Bulwark- Quite simply the toughest defensive building around. A wind tower is invulnerable on one side, but this is so tough it might as well be on all sides. It doesn’t come cheap, but if you’re protecting thunder cannons or the like the investment is still worth it. Against the Bulwark, aerial units are useless, so swarming it with crossbows and ice cannons is the only way to drop it quickly enough to get to what’s behind.

Thunder Cannon- the level 2 cannon outranges the sun cannon and packs almost 3 times its strength, but only fires in a single direction requiring careful placement. The disc thrower trick still works, but generally it’s easier to stick a set of cannons around its blind sides. When using the Cannons, stagger them so that their sides are covered.

Vander Tower- the anti-air weapon, it’s value is minimal to a beginner if the opponents are similarly lacking in aerial units and as most regenerate, are rebuilt or just can’t be hurt it seems a bit much for level 3. That said, against certain players it can win games on its own…

Arc Spire- another barricade style weapon, with the lowest range but conveniently only damaging enemy units that try to pass between towers. I’ve rarely played against these as thunder players are generally too busy building cannons, but in a large game these prove more versatile as you build up arc networks.

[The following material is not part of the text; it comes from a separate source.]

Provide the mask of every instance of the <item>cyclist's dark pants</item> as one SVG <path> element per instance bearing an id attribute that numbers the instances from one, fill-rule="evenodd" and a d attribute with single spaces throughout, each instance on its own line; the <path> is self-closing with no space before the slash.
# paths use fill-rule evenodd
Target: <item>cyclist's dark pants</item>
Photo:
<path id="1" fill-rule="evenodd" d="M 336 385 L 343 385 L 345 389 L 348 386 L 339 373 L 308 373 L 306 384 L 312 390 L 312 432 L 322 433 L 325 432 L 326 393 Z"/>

Netstorm – Islands at War was released by Activision / Titanic Entertainment in 1997 and afaik is only available for the windows environment. This reminds me just how long I’ve been playing games now, and also illustrates how titles with particularly innovative game play stand the test of time. If you brought it way back and have forgotten it, dig it out like I did – especially if you’ve since acquired un-metered internet access or a network of your own. One for LAN parties that can’t handle the latest and greatest as its hardware demands are minimal but it supports big games very nicely. Is it better than the original Command and Conquer? Probably not, but chances are most people have played C&C, whereas Netstorm is probably going to be a new challenge.